Would You Pay a Surcharge so a Gig Economy Worker Could Get Benefits?

Photo credit: Santhosh Rajangam, CC BY 2.0.

Today in “how to offer gig economy workers benefits without making them employees,” we go to The Atlantic:

The Independent Drivers’ Guild is in talks with elected officials in New York City to introduce a bill that would levy a transaction fee on rides in order to provide benefits, Greenblatt said. Similar legislation is being discussed around the country. Earlier this year, legislators in Washington introduced a bill that would require businesses that hire independent contractors to contribute funds to benefit providers to be used for worker benefits. A similar bill could be voted on this fall in New Jersey.

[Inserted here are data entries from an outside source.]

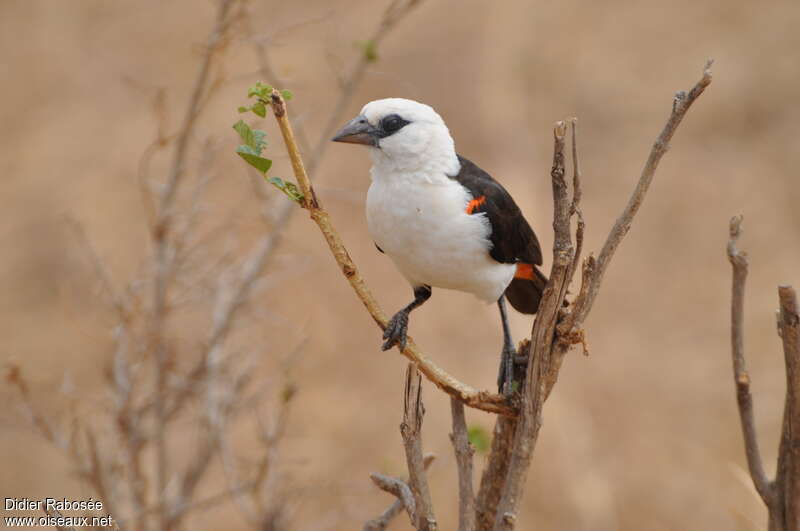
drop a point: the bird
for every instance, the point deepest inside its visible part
(442, 220)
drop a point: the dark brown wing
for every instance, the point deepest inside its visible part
(513, 240)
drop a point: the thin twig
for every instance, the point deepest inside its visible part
(546, 351)
(401, 490)
(681, 104)
(391, 17)
(786, 510)
(382, 522)
(164, 253)
(494, 473)
(464, 452)
(411, 430)
(741, 377)
(534, 388)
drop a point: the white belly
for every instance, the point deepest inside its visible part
(426, 231)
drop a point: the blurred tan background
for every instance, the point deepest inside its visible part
(643, 434)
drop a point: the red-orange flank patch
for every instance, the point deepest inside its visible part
(524, 271)
(475, 203)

There are actually two different solutions being proposed here. The Independent Drivers’ Guild wants consumers to pay the money required to help workers get benefits, which The Atlantic notes is already a thing:

In 1999, for instance, New York state passed a law requiring black-car companies to levy a 2.5 percent surcharge on rides, the proceeds of which are put into a pot called the Black Car Fund that pays drivers workers compensation if they’re hurt on the job. It also pays out a death benefit of $50,000 to the families of workers killed on the job.

The bills in Washington and New Jersey want the companies—which we can’t technically call employers—to cover workers’ benefits. Here’s an excerpt from the Washington bill:

Contracting agents that have facilitated the provision of services by at least fifty individual workers in a consecutive twelve-month period shall contribute funds to qualified benefit providers to provide benefits to the workers of the contracting agents. The requirement to contribute funds under this chapter only applies when the services are provided to consumers located in the state.

The contribution amount must be the lesser of twenty-five percent of the total fee collected from the consumer for each transaction of services provided or six dollars for every hour that the worker provided services to the consumer. If determined per hour, then the determination must be prorated per minute.

If I were a betting person, I’d bet on the first solution—apps like Lyft are already asking us if we want to round up our transactions to support charitable causes, so I could totally see them asking if we want to add a dollar to support workers’ benefits. I could also see these apps adding the dollar without asking, and then marketing “your money helps workers get healthcare and sick days” as a feature that separates them from the other, less socially conscious apps.

And you know I’d be glad to use the service that charged me extra to so its workers could have healthcare, without thinking too much about why the money is coming out of my pocket and not the company’s.